What... is mediation?
Mediation is a confidential process for people who have been involved in a dispute. They can meet, discuss issues and reach a solution with the help of a neutral mediator. It is a voluntary process; both parties must be willing to participate for it to work.
The mediation process is flexible and depends on each situation. Normally, the mediator meets each side separately and asks them to explain how they see the situation, how they would like it to change and how they feel it could be settled. This is then followed by a joint meeting involving both sides. It can take place in person or online.
Where... does mediation fit in with the HCPC’s role as a regulator?
Our role is to maintain high standards in the professions we regulate and to protect the public. As part of this, we want to provide a range of ways to settle disputes.

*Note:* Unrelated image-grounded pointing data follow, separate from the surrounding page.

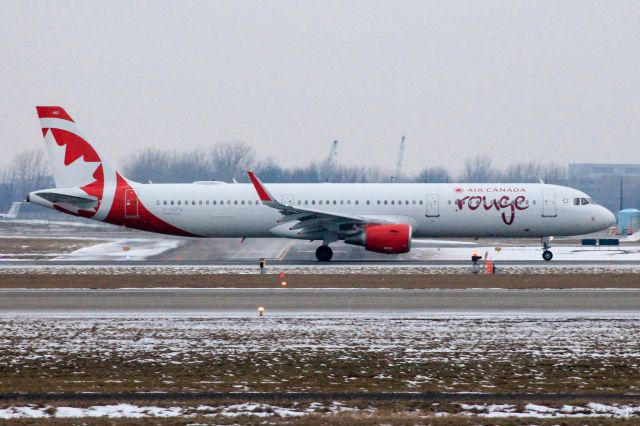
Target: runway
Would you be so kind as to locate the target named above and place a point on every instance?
(337, 301)
(334, 263)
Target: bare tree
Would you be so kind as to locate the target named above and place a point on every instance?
(231, 160)
(436, 174)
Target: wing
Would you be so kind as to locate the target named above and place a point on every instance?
(309, 220)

Mediation is a way of settling cases which promotes understanding between professionals and service users who have been in disagreement. This alternative approach avoids a contested hearing, whilst still ensuring the public is adequately protected.

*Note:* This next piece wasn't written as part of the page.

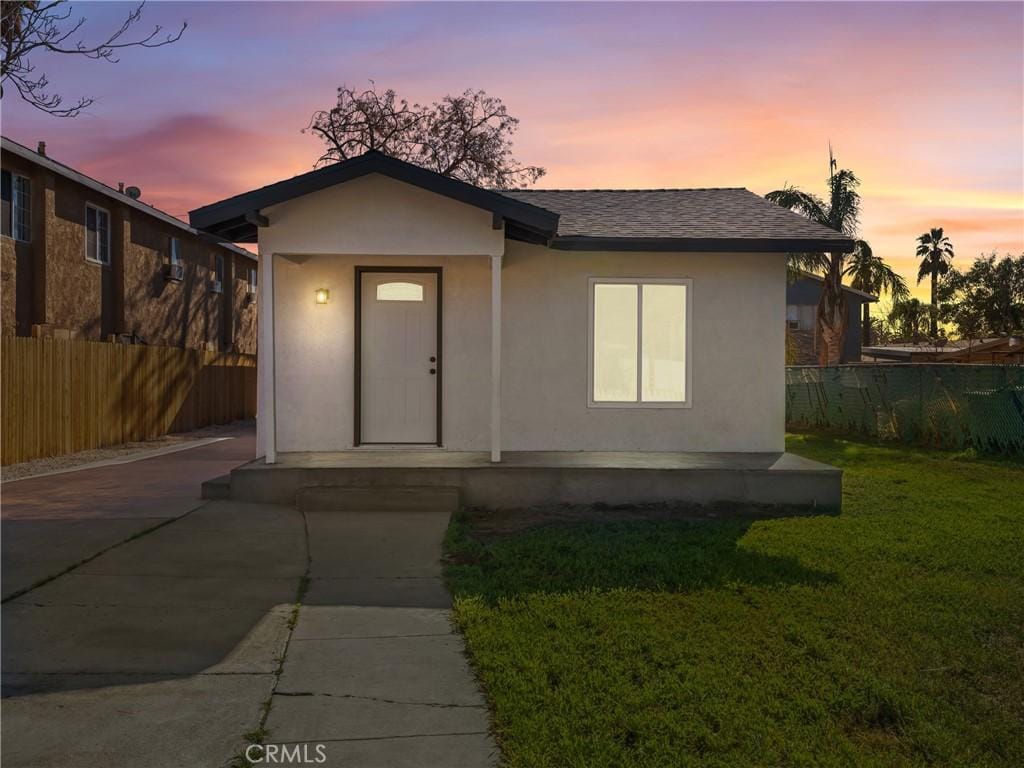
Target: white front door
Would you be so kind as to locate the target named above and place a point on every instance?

When... can fitness to practise cases be referred to mediation?
Criteria have been set to ensure that only suitable cases are referred to the mediation process.

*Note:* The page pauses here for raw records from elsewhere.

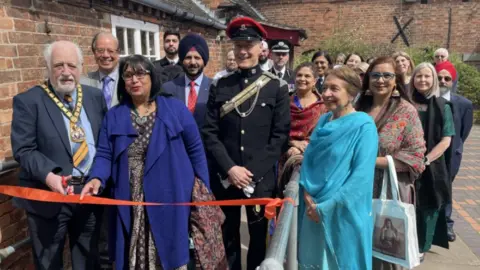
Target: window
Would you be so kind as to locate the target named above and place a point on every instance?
(136, 37)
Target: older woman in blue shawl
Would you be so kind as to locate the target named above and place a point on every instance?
(336, 182)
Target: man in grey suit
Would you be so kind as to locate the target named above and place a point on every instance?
(55, 128)
(106, 51)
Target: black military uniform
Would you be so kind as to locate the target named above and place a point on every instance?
(253, 135)
(281, 46)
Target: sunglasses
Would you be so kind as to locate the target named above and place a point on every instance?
(387, 76)
(446, 78)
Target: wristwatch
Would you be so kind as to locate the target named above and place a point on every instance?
(426, 161)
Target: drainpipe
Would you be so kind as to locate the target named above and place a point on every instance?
(181, 13)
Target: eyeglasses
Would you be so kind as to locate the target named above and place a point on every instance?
(102, 51)
(387, 76)
(128, 76)
(446, 78)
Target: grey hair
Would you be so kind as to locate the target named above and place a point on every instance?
(441, 50)
(47, 53)
(435, 90)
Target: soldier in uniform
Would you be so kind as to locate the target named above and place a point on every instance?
(245, 132)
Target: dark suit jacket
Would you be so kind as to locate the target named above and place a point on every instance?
(176, 88)
(167, 72)
(289, 75)
(40, 140)
(463, 118)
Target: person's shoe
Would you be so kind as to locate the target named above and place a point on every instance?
(451, 235)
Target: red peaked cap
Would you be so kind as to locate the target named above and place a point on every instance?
(448, 66)
(245, 28)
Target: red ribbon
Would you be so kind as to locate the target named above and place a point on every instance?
(49, 196)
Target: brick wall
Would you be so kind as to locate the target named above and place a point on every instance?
(374, 20)
(22, 39)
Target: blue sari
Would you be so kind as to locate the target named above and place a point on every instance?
(337, 171)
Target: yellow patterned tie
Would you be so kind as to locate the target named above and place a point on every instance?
(80, 150)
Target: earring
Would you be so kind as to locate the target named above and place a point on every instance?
(395, 92)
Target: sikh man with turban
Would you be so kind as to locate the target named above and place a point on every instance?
(192, 88)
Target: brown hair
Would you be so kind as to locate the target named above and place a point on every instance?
(347, 74)
(365, 102)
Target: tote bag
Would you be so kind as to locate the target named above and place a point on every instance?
(395, 226)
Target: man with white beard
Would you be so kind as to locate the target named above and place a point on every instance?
(55, 128)
(463, 118)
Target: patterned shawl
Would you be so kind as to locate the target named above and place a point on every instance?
(304, 120)
(402, 138)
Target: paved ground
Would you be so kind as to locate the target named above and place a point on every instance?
(464, 254)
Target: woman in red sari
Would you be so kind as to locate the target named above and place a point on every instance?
(306, 107)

A case can be referred to mediation at the following stages of the fitness to practise process:
a) When a no case to answer decision is made by the Investigating Committee Panel where there is a realistic prospect of the facts being proved, but not the grounds or impairment.
b) When a case to answer decision has been made but there is a reasonable chance that mediation may resolve the concerns. The Committee can include a timeframe for attempting mediation and direct that the case be referred back should mediation be unsuccessful.
Why... can mediation be beneficial?
Mediation can have a number of benefits, including:
- In instances where there is no case to answer, it can provide a way of dealing with issues that were not considered serious enough to form part of the allegation, but still need to be settled.
- In instances where there is a case to answer, it can provide an alternative way to settle a case.
- It can help the professional understand why a concern was raised, what led to it and whether there are things that can be done to prevent fitness to practise investigations in the future.
- It can help both sides understand the situation from another point of view.
- It can help everyone involved in a disagreement reach a solution together.
- It can make both sides feel more involved in the decision-making process. This can mean that both sides are satisfied with the outcome.
Who... is the mediator?
We provide independent and experienced mediators who are trained and qualified. These individuals are not employed by HCPC.
The mediator listens to both sides and helps to manage the discussion. They do not take sides, give advice or make decisions - their role is to help all those involved reach an agreement which is acceptable to all.
A word from Council
“I am so pleased that the HCPC is providing mediation as one way of resolving cases. It fits well with our responsibility to both maintain standards and safeguard the health and wellbeing of service users. I have worked as a mediator in the past, so I know from experience how helpful mediation can be for all those involved.”